The River Hill Community Association, which serves the residents of Columbia's newest village, expects to finish the fiscal year $10,857 in the hole -- and is asking the rest of Columbia to bail it out.
The village association also is requesting $38,170 in additional funds for next year -- a 77 percent jump over current levels -- which would pay for higher staff wages, more staff hours and higher operating expenses.
River Hill officials say they have fallen short in money-making ventures, such as renting out their meeting room. And they want to bring wages for their three-person staff in line with the lowest wages at Columbia's nine other village associations.
"We would like to bring them up to the bottom," said River Hill official David W. Berson.
Even if the River Hill officials get all they want, their association would receive considerably less in public funding than Columbia's older and larger villages.
Nevertheless, such requests for bailouts and additional funds are relatively rare for Columbia's community associations -- which organize community activities, address local traffic problems and enforce architectural standards.
It might seem particularly strange for such a request to come from River Hill with its collection of $300,000-plus houses. But in Columbia's governance structure, the money paid by those homeowners in an annual assessment -- which amounts to a local property tax -- does not stay in River Hill.
Instead, it goes to fund the $40 million budget of the Columbia Association (CA), the homeowner organization that manages the resident planned community. In turn, the association doles out about $1.3 million to the smaller community associations, based in part on population. In the most recent disbursement, Long Reach village received the most money -- $184,144 -- while River Hill received the least -- $49,768.
Long Reach has about 14,000 residents. River Hill, which is about a third developed, has about 3,000 residents.
CA's 10-member board of directors will decide in the next two months whether to grant River Hill's request for more money. Pam Mack, an association spokeswoman, said such requests are not common but she declined to comment on the validity of River Hill's request.
Also at issue is how much money the River Hill Community Association earns for itself.
Each year, the 10 smaller community associations augment their income by renting out meeting rooms and offering classes to residents.
4 In River Hill, that has not gone well this year.
"We clearly overestimated the amount of revenue we could bring in," said Berson, who represents River Hill on the Columbia Association board of directors.
River Hill has only one building for meetings.

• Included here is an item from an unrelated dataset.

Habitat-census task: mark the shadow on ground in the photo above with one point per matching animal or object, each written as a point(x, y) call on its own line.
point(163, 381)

A larger facility will be constructed within a few years. The other villages have more and larger rooms -- and in turn bring in much more money in rentals.
For this fiscal year, which ends May 1, River Hill officials budgeted $16,625 from leases, rentals and "miscellaneous income," according to River Hill budget documents made available yesterday.
They now expect to take in only $9,885 from those sources.
Berson said the River Hill meeting room has limited parking and has only one entrance -- through the staff offices -- which makes it less appealing than other Columbia facilities.
"It's harder for us to market that room," he said.
The River Hill Community Association also expects to overspend its $67,609 budget by $4,591.
Berson blamed much of this on "development issues" in the new village, some of which he said are more complicated than those which confronted the other villages when they started in past years.
For instance, Berson pointed out that River Hill village manager Sunny McGuinn has spent a considerable amount of time with county officials discussing environmental issues -- which means the River Hill association has had to pay more money to keep a part-time employee staffing the community association office.
With the $38,170 increase requested for next year, River Hill officials have proposed:
Increasing their architectural covenant adviser position from 25 hours to 40 hours a week, because of a 60 percent increase in the number of houses.
Increasing the community assistant position from 10 hours to 20 hours a week.
Increasing annual phone expenses by $2,000, in part to give community association staffers a separate phone line for their computer.
Spending $1,000 for a "villagewide event" to celebrate the village's August birthday.
Buying a second office computer for $1,950.
"The people of River Hill expect a high level of service," Berson said.
One way they get that is with one of the most extensive community newsletters in Columbia. But even that has been a bit of a mixed blessing.